As of now, Netflix's guidelines, and thus their proprietary subtitling tool Originator - a central hub for project managers, translators, and vendors that also includes a subtitling environment, similar to a translation environment with added features - allows up to 17 cps without any warnings. This is usually plenty. If the speed exceeds around 23.5 cps, the platform will flag it as an “error.” Anything between these two numbers is labeled as a “warning.” You can create very similar warnings and errors in any available subtitling tool to make sure that you don't exceed reading speed.

For adult programs, Netflix suggests 17 cps as a limit, while the limit for children's programs is 15 cps for the above-mentioned reasons. The numbers can vary from language to language, so you want to make sure to check out your language's or client's requirements before setting up any subtitling environments or CAT tools.

Hint: It happens that you encounter comments by your client or even from the general public, that "the subtitles only include a part", or " the character used 8 words but it was really 10". Keep in mind that only about 60% to 70% of dialogue can be conveyed through subtitles as it is because otherwise, it would not be readable. Some people read faster; some do not. Some are already proficient enough in English so it’s easier for them; most aren’t. The subtitler's goal is to appease the majority. Perhaps that is the reason Netflix refers to their subtitle creation process as "origination" rather than translation or localization.

Positioning

We don't really think about this part, but the correct positioning of subtitles is crucial in order to provide a seamless user experience.

In general, all Netflix subtitles should be center justified, center-aligned, and placed at the bottom of the screen or raised to the top to avoid clashes in the lower third.

The number of lines should not exceed two but the preferred treatment is to keep all text on one line if possible.

Subtitles are positioned to avoid overlap with on-screen text (e.i. forced narratives), mouths, faces, and important actions happening in the lower third of the screen.

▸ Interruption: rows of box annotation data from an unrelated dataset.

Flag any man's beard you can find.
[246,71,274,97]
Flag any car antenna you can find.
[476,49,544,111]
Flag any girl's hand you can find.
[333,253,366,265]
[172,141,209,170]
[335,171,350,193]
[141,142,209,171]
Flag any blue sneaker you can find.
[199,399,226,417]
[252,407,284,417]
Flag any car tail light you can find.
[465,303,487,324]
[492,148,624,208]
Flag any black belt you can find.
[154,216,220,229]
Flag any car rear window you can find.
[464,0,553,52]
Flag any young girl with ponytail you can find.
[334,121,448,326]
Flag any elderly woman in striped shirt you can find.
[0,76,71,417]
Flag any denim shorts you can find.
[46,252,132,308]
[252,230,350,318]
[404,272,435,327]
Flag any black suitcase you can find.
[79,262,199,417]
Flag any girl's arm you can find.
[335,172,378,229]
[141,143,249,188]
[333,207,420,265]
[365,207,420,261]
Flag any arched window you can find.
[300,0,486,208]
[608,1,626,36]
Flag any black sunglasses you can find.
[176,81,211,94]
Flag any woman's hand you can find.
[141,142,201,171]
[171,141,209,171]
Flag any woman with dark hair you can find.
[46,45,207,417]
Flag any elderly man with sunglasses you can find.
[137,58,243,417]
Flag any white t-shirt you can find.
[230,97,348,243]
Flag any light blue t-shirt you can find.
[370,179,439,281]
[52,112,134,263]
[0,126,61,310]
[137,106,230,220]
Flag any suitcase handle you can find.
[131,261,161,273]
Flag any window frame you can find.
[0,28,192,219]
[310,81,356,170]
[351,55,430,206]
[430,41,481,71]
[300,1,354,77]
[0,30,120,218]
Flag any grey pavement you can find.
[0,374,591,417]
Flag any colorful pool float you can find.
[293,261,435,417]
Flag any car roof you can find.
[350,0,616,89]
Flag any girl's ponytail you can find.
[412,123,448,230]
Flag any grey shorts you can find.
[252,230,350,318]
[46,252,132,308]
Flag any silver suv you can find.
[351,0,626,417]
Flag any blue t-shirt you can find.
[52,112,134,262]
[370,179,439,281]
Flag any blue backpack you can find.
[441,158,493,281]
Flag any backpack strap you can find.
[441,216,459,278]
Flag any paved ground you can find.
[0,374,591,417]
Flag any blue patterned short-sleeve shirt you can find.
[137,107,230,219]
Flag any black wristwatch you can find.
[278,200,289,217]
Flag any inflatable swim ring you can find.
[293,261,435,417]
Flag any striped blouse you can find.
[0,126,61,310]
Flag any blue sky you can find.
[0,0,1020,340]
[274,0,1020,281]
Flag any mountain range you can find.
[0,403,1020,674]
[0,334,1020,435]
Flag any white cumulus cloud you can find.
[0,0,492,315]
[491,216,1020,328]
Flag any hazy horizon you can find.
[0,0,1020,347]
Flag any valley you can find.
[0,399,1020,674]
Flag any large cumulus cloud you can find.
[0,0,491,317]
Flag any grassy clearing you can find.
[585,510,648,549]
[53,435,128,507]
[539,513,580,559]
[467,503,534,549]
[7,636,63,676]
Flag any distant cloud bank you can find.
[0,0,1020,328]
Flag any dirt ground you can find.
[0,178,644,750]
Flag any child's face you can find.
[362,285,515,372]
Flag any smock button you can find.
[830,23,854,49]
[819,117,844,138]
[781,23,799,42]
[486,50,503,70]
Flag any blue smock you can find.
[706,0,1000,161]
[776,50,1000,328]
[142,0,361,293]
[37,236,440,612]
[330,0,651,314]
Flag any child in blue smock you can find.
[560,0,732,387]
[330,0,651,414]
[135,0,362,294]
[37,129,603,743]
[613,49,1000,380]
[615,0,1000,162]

This is also important: just imagine your character shows something relevant to understand the happening and you cover it with the subtitles. But in cases where overlap cannot be avoided (text at the top and bottom of the screen), the subtitle should be placed at the bottom of the screen and the forced narrative placed at the top (or even left out if it's not plot pertinent!). And finally, if you need to raise some of your subtitles or on-screen texts, make sure that you raise one sequence (for example, your first 5 opening subtitles) consistently to avoid the experience of having the eyes jumping up and down.

Linguistic Best Practices

Line Treatment and Line Balance

Netflix's guidelines do not allow more than 2 lines for subtitles, and even with that, their preference is to fit the text on one line whenever it's possible. However, if the line needs to be broken, the following rules are to be followed:

· The line should be broken

· after punctuation marks

· before conjunctions

· before prepositions

· The line break should not separate

· a noun from an article

· a noun from an adjective

· the first name from the last name

· a verb from a subject pronoun

· a prepositional verb from its preposition

· a verb from an auxiliary, reflexive pronoun, or negation

If the text is to be broken into two lines, you should always try to aim for a balanced view, that is, a pyramid shape formation with the first line slightly shorter than the second. A line with too few or too many lines makes it harder to read. This is not always doable. Always rephrase if it will result in a better break. You can also add a filler word to the shorter line if appropriate. Generally, avoid having one short word on a line.

With a little practice and thinking, these rules become second nature; I even noticed that it hurts my eyes when I see a line break "violation" in other localization projects. It's just so logical, and why not follow a consistent and logical line break rule on every localization project?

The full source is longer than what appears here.